Several claimants who brought discrimination cases and lost have told the Times that they genuinely believed they had been unfairly dismissed and would have claimed for that if the qualification time had been shorter.
Comment: Several people have told me that they genuinely believe that the Times is a paper of record.
Many employers settle discrimination cases out of court rather than pay lawyers and risk reputational damage. Latest figures show that while 22 per cent of all tribunal cases result in early settlements negotiated by the conciliation service Acas, that rises to 46 per cent of sexual orientation claims, 41 per cent for disability and 36 per cent for sex discrimination.
Comment: Tribunal statistics may not mean what you think they mean. And, if you’re the Investigations Editor at the Times, they definitely don’t mean what you think they mean.
Employers are vulnerable to law suits launched to taint their image. Employment Judge Crosfill told East London Employment Tribunal in 2019: “Claims can be brought purely for the purpose of embarrassing another party.”

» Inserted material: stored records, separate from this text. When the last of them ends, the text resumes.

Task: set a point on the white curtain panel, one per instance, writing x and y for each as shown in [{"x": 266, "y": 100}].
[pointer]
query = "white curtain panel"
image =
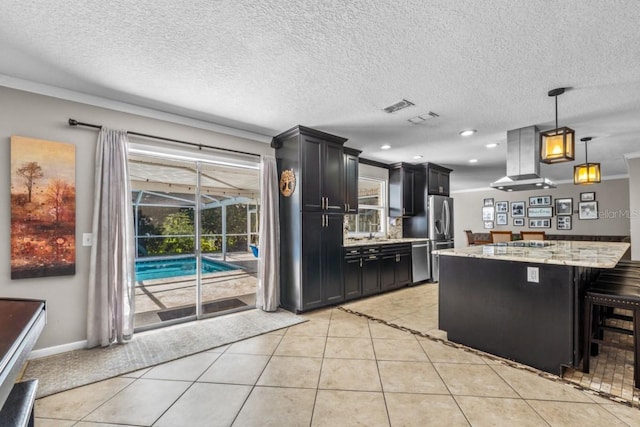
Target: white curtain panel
[
  {"x": 268, "y": 294},
  {"x": 112, "y": 276}
]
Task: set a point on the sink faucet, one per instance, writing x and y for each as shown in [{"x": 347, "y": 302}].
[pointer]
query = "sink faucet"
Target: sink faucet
[{"x": 371, "y": 227}]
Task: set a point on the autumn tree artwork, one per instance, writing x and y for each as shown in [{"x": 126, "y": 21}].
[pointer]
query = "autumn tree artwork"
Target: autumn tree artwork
[{"x": 43, "y": 208}]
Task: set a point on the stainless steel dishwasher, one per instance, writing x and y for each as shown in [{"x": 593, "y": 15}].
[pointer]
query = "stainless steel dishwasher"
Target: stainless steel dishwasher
[{"x": 421, "y": 260}]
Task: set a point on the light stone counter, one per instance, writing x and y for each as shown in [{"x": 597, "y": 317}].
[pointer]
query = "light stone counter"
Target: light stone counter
[
  {"x": 379, "y": 241},
  {"x": 562, "y": 252}
]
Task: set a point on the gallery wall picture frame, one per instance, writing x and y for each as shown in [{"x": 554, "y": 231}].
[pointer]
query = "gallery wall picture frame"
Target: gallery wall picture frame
[
  {"x": 540, "y": 201},
  {"x": 517, "y": 209},
  {"x": 588, "y": 196},
  {"x": 43, "y": 208},
  {"x": 487, "y": 213},
  {"x": 588, "y": 210},
  {"x": 540, "y": 212},
  {"x": 540, "y": 223},
  {"x": 564, "y": 206},
  {"x": 563, "y": 222},
  {"x": 501, "y": 219}
]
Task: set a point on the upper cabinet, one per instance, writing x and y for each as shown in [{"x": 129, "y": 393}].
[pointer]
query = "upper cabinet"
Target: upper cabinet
[
  {"x": 437, "y": 179},
  {"x": 351, "y": 180},
  {"x": 406, "y": 189},
  {"x": 322, "y": 174}
]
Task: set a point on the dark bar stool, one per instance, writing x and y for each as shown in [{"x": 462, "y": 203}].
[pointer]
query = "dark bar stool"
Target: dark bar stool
[{"x": 603, "y": 297}]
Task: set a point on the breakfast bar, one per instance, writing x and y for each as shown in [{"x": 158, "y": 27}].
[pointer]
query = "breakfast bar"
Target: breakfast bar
[{"x": 522, "y": 300}]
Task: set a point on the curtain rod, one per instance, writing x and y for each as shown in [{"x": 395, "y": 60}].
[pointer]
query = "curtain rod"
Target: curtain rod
[{"x": 73, "y": 122}]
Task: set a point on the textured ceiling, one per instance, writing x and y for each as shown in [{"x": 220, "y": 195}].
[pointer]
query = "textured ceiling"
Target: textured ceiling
[{"x": 267, "y": 65}]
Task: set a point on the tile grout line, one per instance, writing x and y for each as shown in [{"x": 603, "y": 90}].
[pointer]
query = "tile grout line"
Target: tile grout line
[{"x": 507, "y": 362}]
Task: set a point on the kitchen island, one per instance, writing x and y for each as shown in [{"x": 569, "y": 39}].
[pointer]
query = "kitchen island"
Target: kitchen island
[{"x": 522, "y": 301}]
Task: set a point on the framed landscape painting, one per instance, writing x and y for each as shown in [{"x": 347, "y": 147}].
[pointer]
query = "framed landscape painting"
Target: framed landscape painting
[{"x": 43, "y": 208}]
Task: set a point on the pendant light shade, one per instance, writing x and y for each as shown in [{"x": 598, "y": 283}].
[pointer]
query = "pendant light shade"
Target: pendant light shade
[
  {"x": 586, "y": 173},
  {"x": 557, "y": 145}
]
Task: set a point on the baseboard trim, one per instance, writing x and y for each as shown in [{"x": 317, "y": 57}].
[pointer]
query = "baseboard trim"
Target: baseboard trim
[{"x": 50, "y": 351}]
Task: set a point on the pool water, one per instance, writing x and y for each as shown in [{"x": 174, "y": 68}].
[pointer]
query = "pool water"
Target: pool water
[{"x": 175, "y": 267}]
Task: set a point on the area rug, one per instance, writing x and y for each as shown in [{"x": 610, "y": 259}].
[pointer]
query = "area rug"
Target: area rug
[
  {"x": 207, "y": 308},
  {"x": 81, "y": 367}
]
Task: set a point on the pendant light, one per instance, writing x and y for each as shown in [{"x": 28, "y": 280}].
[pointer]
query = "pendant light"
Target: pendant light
[
  {"x": 557, "y": 145},
  {"x": 586, "y": 173}
]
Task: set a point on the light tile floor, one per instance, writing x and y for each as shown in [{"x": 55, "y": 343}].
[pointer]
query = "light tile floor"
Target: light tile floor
[{"x": 338, "y": 369}]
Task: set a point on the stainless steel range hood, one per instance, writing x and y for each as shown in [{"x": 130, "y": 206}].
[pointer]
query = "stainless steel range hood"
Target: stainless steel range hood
[{"x": 523, "y": 162}]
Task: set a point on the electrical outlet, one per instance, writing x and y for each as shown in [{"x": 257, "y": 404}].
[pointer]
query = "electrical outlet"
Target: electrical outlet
[{"x": 87, "y": 239}]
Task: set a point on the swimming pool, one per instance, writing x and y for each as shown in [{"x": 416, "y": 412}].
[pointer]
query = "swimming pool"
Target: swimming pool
[{"x": 164, "y": 268}]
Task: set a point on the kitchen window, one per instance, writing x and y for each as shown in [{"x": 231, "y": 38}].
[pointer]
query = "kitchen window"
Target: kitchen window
[{"x": 372, "y": 208}]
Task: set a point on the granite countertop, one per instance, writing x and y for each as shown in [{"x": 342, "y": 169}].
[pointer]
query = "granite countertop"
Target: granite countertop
[
  {"x": 379, "y": 241},
  {"x": 563, "y": 252}
]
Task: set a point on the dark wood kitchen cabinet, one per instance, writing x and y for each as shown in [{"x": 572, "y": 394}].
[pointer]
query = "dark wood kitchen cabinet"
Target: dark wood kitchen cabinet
[
  {"x": 406, "y": 189},
  {"x": 438, "y": 179},
  {"x": 395, "y": 266},
  {"x": 311, "y": 218},
  {"x": 352, "y": 273},
  {"x": 351, "y": 180},
  {"x": 322, "y": 282},
  {"x": 322, "y": 174}
]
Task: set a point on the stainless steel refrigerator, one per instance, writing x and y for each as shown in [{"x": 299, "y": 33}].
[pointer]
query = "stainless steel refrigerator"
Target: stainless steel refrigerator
[{"x": 440, "y": 226}]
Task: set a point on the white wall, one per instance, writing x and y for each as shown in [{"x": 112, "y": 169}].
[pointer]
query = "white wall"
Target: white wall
[
  {"x": 44, "y": 117},
  {"x": 613, "y": 206},
  {"x": 633, "y": 166}
]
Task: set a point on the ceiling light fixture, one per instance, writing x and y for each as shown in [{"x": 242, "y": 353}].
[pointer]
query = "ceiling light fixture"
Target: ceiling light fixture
[
  {"x": 586, "y": 173},
  {"x": 557, "y": 145}
]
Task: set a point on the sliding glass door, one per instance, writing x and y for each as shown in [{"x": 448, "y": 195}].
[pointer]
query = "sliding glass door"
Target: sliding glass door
[
  {"x": 165, "y": 222},
  {"x": 195, "y": 222}
]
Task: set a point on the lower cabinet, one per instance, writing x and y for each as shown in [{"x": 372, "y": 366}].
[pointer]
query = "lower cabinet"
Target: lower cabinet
[
  {"x": 395, "y": 270},
  {"x": 369, "y": 270}
]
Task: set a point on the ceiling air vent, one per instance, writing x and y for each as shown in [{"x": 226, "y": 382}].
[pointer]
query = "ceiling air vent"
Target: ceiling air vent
[{"x": 398, "y": 106}]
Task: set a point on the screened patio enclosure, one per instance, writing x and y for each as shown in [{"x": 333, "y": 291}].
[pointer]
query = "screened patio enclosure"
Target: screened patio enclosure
[{"x": 194, "y": 223}]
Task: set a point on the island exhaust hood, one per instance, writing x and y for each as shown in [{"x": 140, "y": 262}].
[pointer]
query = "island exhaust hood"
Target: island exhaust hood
[{"x": 523, "y": 162}]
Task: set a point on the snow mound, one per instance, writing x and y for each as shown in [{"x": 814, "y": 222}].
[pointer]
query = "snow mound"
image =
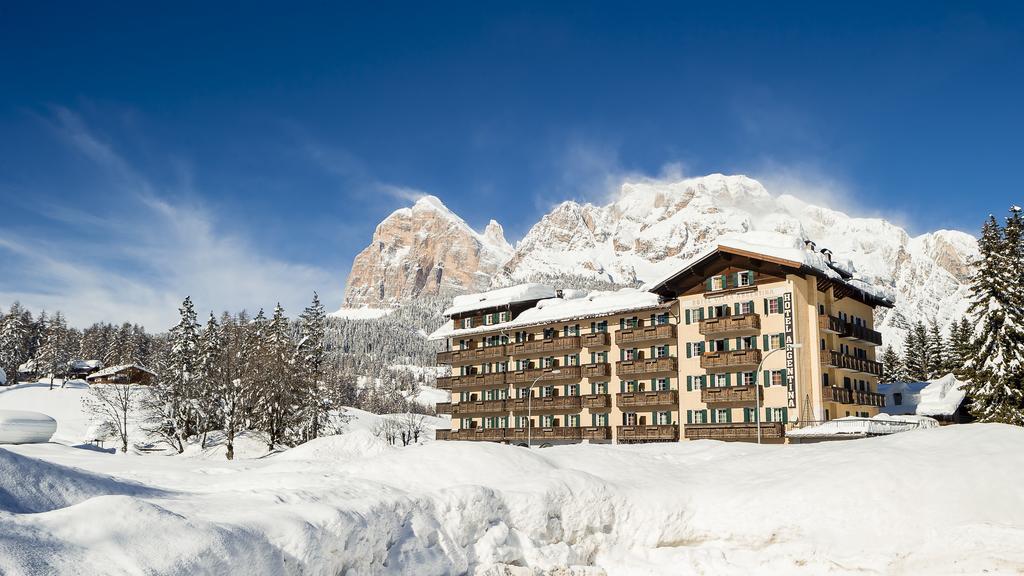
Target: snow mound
[
  {"x": 23, "y": 426},
  {"x": 28, "y": 485},
  {"x": 350, "y": 446}
]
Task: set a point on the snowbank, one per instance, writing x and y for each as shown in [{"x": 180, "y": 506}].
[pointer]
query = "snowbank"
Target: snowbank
[
  {"x": 941, "y": 397},
  {"x": 23, "y": 426}
]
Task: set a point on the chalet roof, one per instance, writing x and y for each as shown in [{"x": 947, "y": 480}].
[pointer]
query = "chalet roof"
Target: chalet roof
[
  {"x": 784, "y": 250},
  {"x": 118, "y": 369}
]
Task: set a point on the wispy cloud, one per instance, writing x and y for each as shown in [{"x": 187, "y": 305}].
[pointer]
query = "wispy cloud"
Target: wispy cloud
[{"x": 155, "y": 249}]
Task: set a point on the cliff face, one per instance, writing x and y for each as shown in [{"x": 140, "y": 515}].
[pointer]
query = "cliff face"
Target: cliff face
[
  {"x": 651, "y": 228},
  {"x": 425, "y": 249}
]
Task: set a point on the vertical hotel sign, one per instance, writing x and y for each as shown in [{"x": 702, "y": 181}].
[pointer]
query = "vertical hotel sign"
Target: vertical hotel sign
[{"x": 791, "y": 361}]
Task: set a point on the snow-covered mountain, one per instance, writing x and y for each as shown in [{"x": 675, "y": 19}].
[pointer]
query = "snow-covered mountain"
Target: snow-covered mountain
[
  {"x": 425, "y": 250},
  {"x": 653, "y": 225}
]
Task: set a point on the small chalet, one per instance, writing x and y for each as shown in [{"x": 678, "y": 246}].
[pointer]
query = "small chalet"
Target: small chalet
[
  {"x": 124, "y": 374},
  {"x": 81, "y": 369}
]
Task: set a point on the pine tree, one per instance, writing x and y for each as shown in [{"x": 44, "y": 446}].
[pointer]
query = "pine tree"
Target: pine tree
[
  {"x": 936, "y": 347},
  {"x": 310, "y": 359},
  {"x": 994, "y": 371}
]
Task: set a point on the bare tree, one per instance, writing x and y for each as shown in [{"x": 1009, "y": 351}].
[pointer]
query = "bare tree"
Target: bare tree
[{"x": 113, "y": 405}]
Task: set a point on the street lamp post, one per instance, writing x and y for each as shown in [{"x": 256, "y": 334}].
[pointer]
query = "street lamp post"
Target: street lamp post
[
  {"x": 757, "y": 386},
  {"x": 529, "y": 407}
]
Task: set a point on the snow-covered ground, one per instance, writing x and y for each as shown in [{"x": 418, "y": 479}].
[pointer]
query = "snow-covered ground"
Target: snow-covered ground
[{"x": 942, "y": 501}]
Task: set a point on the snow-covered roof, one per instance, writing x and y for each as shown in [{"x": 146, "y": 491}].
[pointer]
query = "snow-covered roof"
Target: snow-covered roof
[
  {"x": 933, "y": 398},
  {"x": 500, "y": 297},
  {"x": 788, "y": 249},
  {"x": 574, "y": 304},
  {"x": 120, "y": 368},
  {"x": 877, "y": 425}
]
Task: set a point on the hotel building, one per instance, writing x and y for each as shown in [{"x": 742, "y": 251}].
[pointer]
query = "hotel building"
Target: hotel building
[{"x": 705, "y": 353}]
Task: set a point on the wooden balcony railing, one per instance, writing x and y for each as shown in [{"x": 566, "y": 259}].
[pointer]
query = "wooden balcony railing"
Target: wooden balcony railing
[
  {"x": 597, "y": 339},
  {"x": 645, "y": 334},
  {"x": 848, "y": 396},
  {"x": 656, "y": 433},
  {"x": 546, "y": 404},
  {"x": 472, "y": 356},
  {"x": 479, "y": 407},
  {"x": 729, "y": 394},
  {"x": 545, "y": 374},
  {"x": 599, "y": 370},
  {"x": 732, "y": 359},
  {"x": 471, "y": 381},
  {"x": 593, "y": 401},
  {"x": 849, "y": 330},
  {"x": 847, "y": 362},
  {"x": 651, "y": 399},
  {"x": 645, "y": 366},
  {"x": 730, "y": 324},
  {"x": 553, "y": 344},
  {"x": 739, "y": 430}
]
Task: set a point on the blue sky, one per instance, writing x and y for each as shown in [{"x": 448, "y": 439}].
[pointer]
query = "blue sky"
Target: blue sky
[{"x": 244, "y": 153}]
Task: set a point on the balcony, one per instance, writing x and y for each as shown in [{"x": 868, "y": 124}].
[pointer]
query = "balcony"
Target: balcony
[
  {"x": 740, "y": 359},
  {"x": 487, "y": 435},
  {"x": 645, "y": 366},
  {"x": 657, "y": 433},
  {"x": 728, "y": 325},
  {"x": 652, "y": 399},
  {"x": 596, "y": 401},
  {"x": 645, "y": 334},
  {"x": 847, "y": 396},
  {"x": 472, "y": 356},
  {"x": 729, "y": 394},
  {"x": 482, "y": 407},
  {"x": 546, "y": 404},
  {"x": 470, "y": 381},
  {"x": 599, "y": 370},
  {"x": 541, "y": 434},
  {"x": 849, "y": 330},
  {"x": 849, "y": 363},
  {"x": 596, "y": 433},
  {"x": 547, "y": 345},
  {"x": 739, "y": 430},
  {"x": 545, "y": 374}
]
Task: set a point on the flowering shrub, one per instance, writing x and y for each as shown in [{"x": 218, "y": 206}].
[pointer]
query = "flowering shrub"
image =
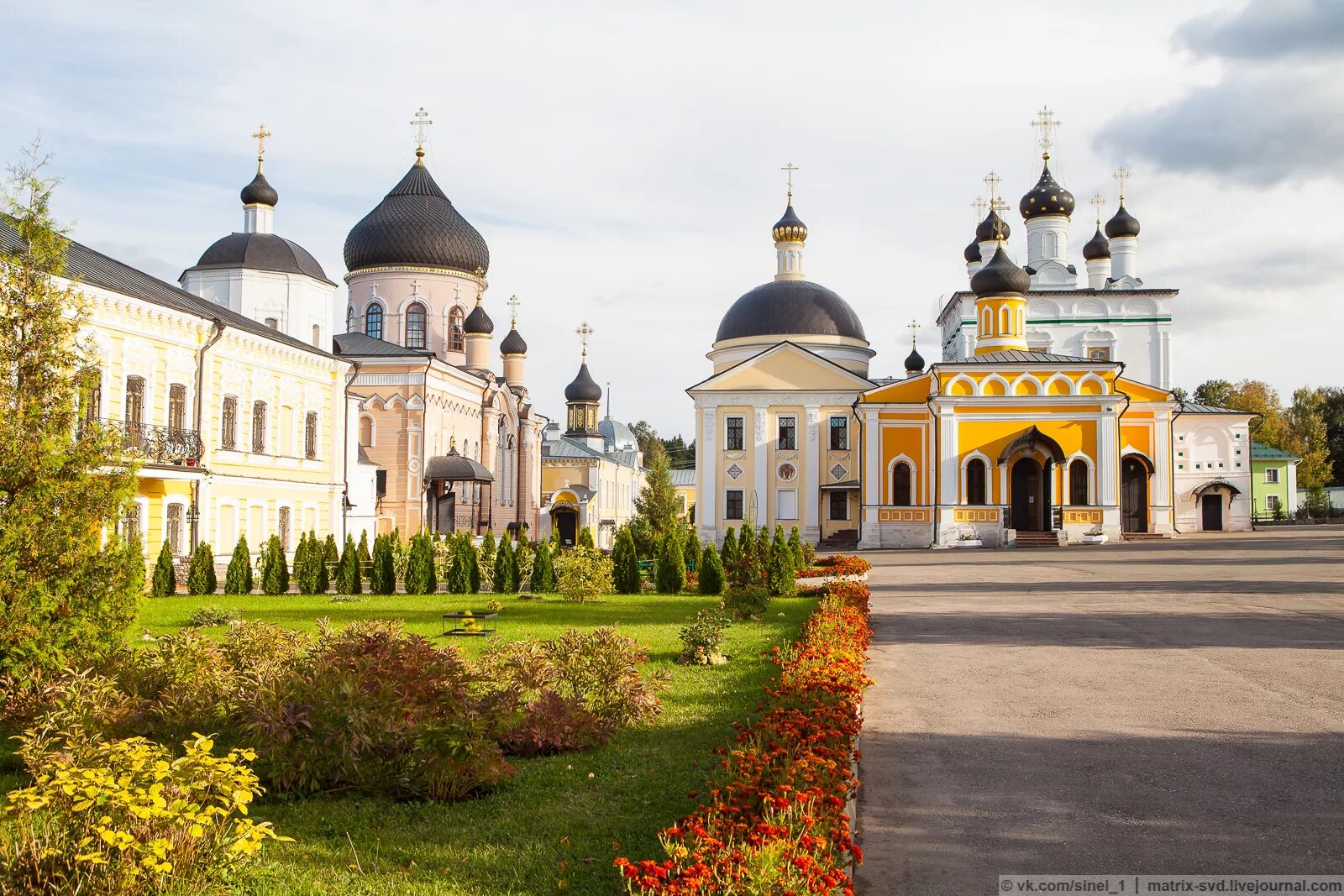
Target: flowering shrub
[
  {"x": 835, "y": 564},
  {"x": 129, "y": 819},
  {"x": 773, "y": 817},
  {"x": 702, "y": 638}
]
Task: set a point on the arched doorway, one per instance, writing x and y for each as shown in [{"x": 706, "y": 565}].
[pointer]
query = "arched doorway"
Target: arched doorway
[
  {"x": 1028, "y": 496},
  {"x": 1133, "y": 495}
]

Comment: Show me a legal system for resolving disputes anywhere in the world that isn’t vulnerable to such action.
Employment judges have been seeking to expand their empire by requesting powers to hear all cases brought under equality law including disputes about goods, services, education and housing which are currently heard by county courts. The Council of Employment Judges formally pointed out to the Law Commission, which considers reforms, that they regarded themselves as “very experienced with equalities issues. Disability, for example. We are experienced in making disability work at the workplace, learning what disabled people can do, with reasonable adjustments. Think Paralympics. That experience is portable to other areas of equalities litigation.”
Comment: First Tony Blair, now the Paralympics.
The move raises the prospect that, as with employment issues, claimants could launch claims without having to pay the other side’s costs if they lose, resulting in a surge in complaints of discrimination against shops, landlords, hospitals, schools and universities.
Comment: On the other hand, this article raises no prospect of Dominic Kennedy winning an award for investigative journalism. Who knows, we might even see a repeat of what happened the last time I challenged an article in the Times about Employment Tribunals.